Senin, 16 Juli 2012

Nikah Sirri, antara Negara Vs Agama, Benarkah?


Kata sirri berasal dari bahasa arab “sirrun” yang berarti rahasia, samar, atau sembunyi-sembunyi. Jadi nikah siri adalah nikah yang dirahasiakan atau secara sembunyi-sembunyi. Sedangkan menurut istilah adalah nikah yang sah menurut agama islam karena telah memenuhi syarat dan rukunnya nikah, tapi tidak sah menurut Negara karena pernikahan ini tanpa pencatatan di Kantor Urusan Agama (KUA). Adapun syarat dan rukun nikah yang sah menurut agama adalah; islamnya kedua mempelai, ijab qobul, wali, dua orang saksi dan mas kawin. Kelima hal tersebut merupakan harga mati yang tidak dapat ditawar. Karena andaikata kurang satu saja, maka pernikahan itu tidak bisa dianggap sah dalam pandangan islam. Nikah sirri muncul di Indonesia sejak diterbitkannya UU No.1 tahun 1974 yang mewajibkan orang islam untuk mendaftarkan pernikahan kepada Negara.

                        Kemudian, kenapa yang sah menurut agama malah dianggap melanggar Negara dan hukum? Bukankah kita Negara yang beragama, bukan Negara komunis. Tetapi kenapa hal ini bisa terjadi di sebuah Negara yang jumlah pemeluk islamnya terbesar di dunia? Inilah kontroversi tiada henti tentang nikah sirri. Orang yang kontra terhadap nikah sirri beralasan bahwa nikah sirri tidak ada manfaatnya bahkan cenderung merugikan pihak perempuan dan anak-anak. Karena jika sang suami telah menceraikan istrinya, ia dan anaknya tidak bisa menuntut tanggung jawab dari laki-laki atau ayah si anak. Padahal, jika dalam perkawinan sah ( tercatat di KUA ), perempuan dan anak bisa menggugat secara hukum. Inilah alasan kenapa pemerintah ingin menggarap RUU           ( Rancangan Undang-Undang ) tentang nikah sirri. Tujuannya tidak lain adalah untuk melindungi hak perempuan dan anak-anak, padahal kalau memang tujuannya seperti itu seharusnya pemerintah justru lebih memperhatikan masalah prostitusi dan kawin kontrak ( kawin mut’ah ) karena hal itu sungguh melecehkan hak perempuan.
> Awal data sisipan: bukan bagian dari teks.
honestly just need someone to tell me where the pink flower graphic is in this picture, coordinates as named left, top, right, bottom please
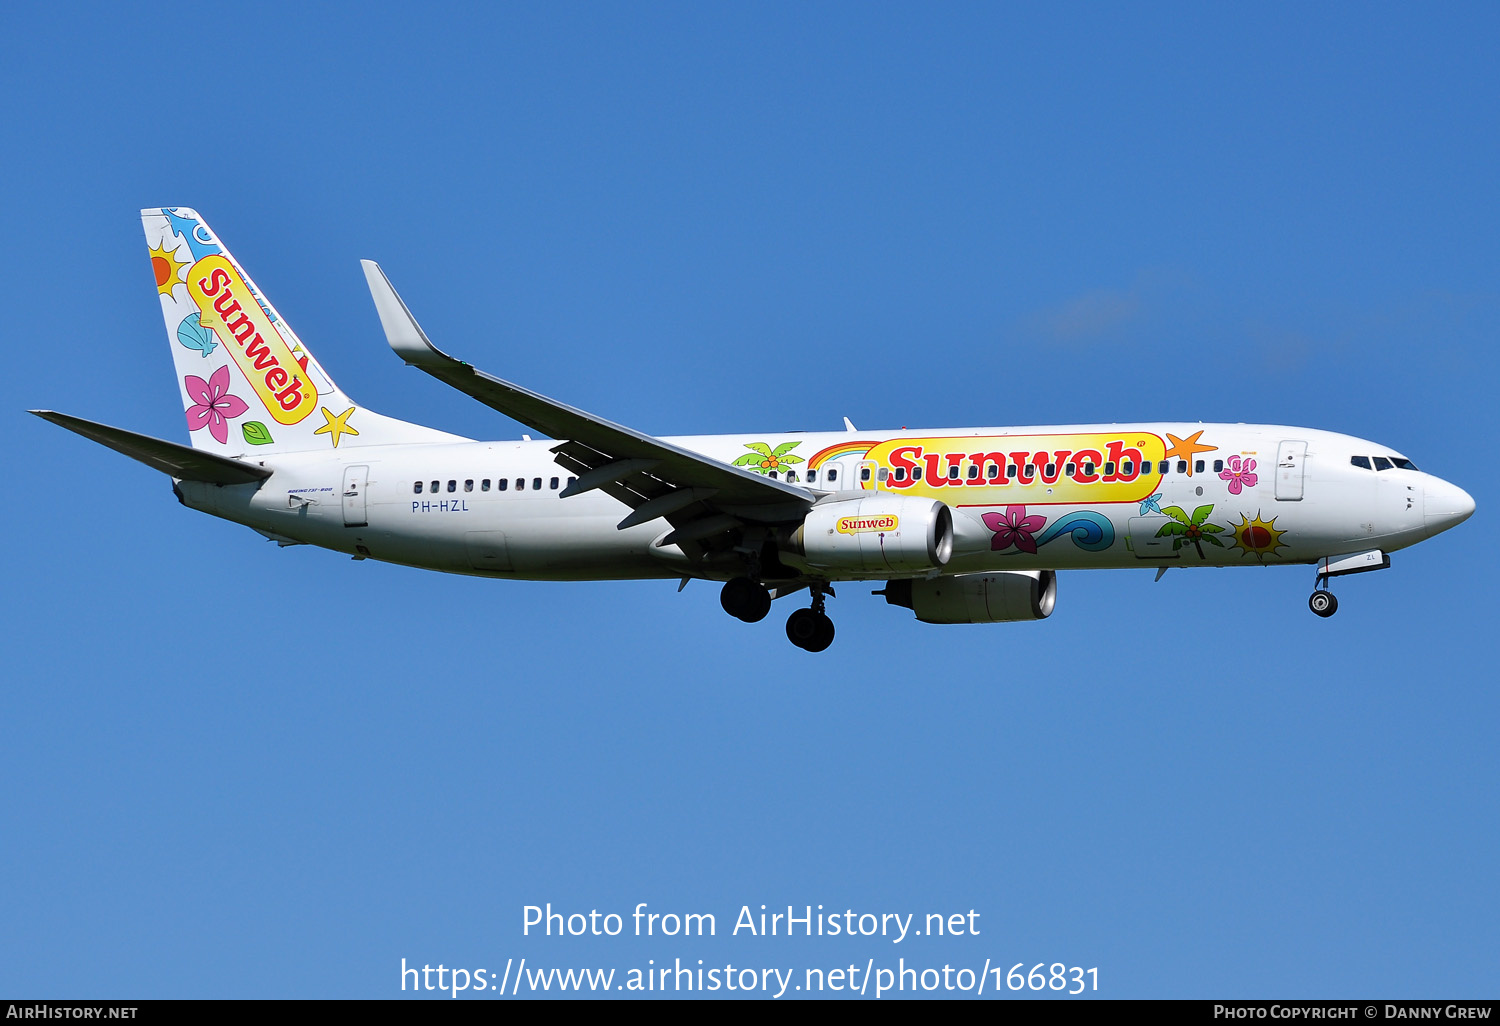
left=981, top=505, right=1048, bottom=553
left=1219, top=455, right=1258, bottom=495
left=184, top=365, right=249, bottom=445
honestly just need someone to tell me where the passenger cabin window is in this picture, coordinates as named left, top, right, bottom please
left=1159, top=461, right=1170, bottom=474
left=550, top=477, right=559, bottom=490
left=807, top=470, right=818, bottom=483
left=768, top=471, right=778, bottom=479
left=532, top=477, right=542, bottom=490
left=785, top=470, right=798, bottom=483
left=1177, top=461, right=1187, bottom=474
left=1373, top=457, right=1393, bottom=471
left=413, top=481, right=423, bottom=494
left=1194, top=460, right=1204, bottom=474
left=862, top=467, right=873, bottom=482
left=1102, top=461, right=1113, bottom=476
left=430, top=480, right=439, bottom=493
left=946, top=465, right=958, bottom=480
left=1351, top=456, right=1372, bottom=470
left=464, top=479, right=474, bottom=492
left=516, top=478, right=526, bottom=491
left=1122, top=461, right=1132, bottom=474
left=911, top=466, right=922, bottom=480
left=1065, top=463, right=1076, bottom=477
left=967, top=464, right=980, bottom=480
left=497, top=478, right=508, bottom=491
left=827, top=468, right=838, bottom=482
left=1213, top=459, right=1223, bottom=473
left=447, top=480, right=457, bottom=493
left=1044, top=463, right=1055, bottom=477
left=481, top=479, right=490, bottom=491
left=1082, top=462, right=1095, bottom=476
left=878, top=468, right=889, bottom=481
left=893, top=467, right=907, bottom=482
                        Pada masyarakat kita dewasa ini nikah sirri seakan menjadi pilihan alternatif. Dari mulai perkotaan sampai pedesaan banyak terjadi kasus seperti ini. Pelakunya pun bervariasi dari mulai pejabat Negara sampai pengangguran, alasan mereka bermacam-macam dari yang ingin poligami tapi istri pertama tidak setuju, yang sudah ngebet untuk menikah tapi tidak memiliki biaya, sampai yang sudah hamil di luar nikah. Menurut mereka kawin sirri merupakan solusi. Ini tidak jadi soal asalkan dalam penerapannya tidak terjadi kasus nikah sirri yang dikontrakkan( nikah mut’ah ) atau lokalisasi yang berkedok kawin kontrak yang disirrikan. Karena pada kenyataannya banyak orang menyalahgunakan kawin sirri untuk jajan di lokalisasi. Kasus ini banyak terjadi pada Warga Negara Asing ( WNA ) yang kebanyakan berasal dari Timur Tengah. Mereka beranggapan dengan kawin kontrak bisa memanfaatkan jasa PSK tanpa dianggap kumpul kebo. Tapi bukankah ini malah menodai tujuan mulia dari pernikahan.
                       
                        Sebenarnya istilah nikah sirri sendiri bukan berasal dari nabi Muhammad SAW. Karena dalam suatu riwayat nabi Muhammad bersabda “Umumkanlah perkawinan dan pukullah rebana” (HR Ibnu Majah dari Aisyah). Dalam hadits lain menyebutkan “Rayakanlah pernikahan, walau hanya dengan memotong seekor kambing”(HR Bukhori dari Abdurrahman bin Auf). Hal ini dimaksudkan agar tidak timbul fitnah di masyarakat dan pelaku nikah sirri tidak repot ketika harus mendapat pengakuan dari masyarakat bahwa keturunan mereka adalah sah, bukan hasil kumpul kebo.
           
                        Ritual pernikahan yang diperintahkan Allah sebenarnya tidaklah rumit, sederhana dan tidak bertele-tele. Pernikahanpun tidak harus dilakukan di hotel berbintang ataupun di masjid secara besar-besaran, selama beberapa hari bahkan menghabiskan banyak biaya. Di emperan rumah beralas tikar pun akan diterima oleh Allah, asalkan syarat dan rukunnya terpenuhi. Jadi seharusnya nikah sirri tidak perlu terjadi. Dan akhirnya semua kembali kepada pemerintah dan pribadi masing-masing. Bukan karena saat ini dirasa hukum yang diputuskan agama tidak relevan lagi. Yang jelas, seperti apapun putusan pemerintah harus kita pegang. Karena ulil amri selayaknya kita patuhi sejauh dia tidak melenceng dari koridor agama islam. So, semua keputusan ada di tangan anda.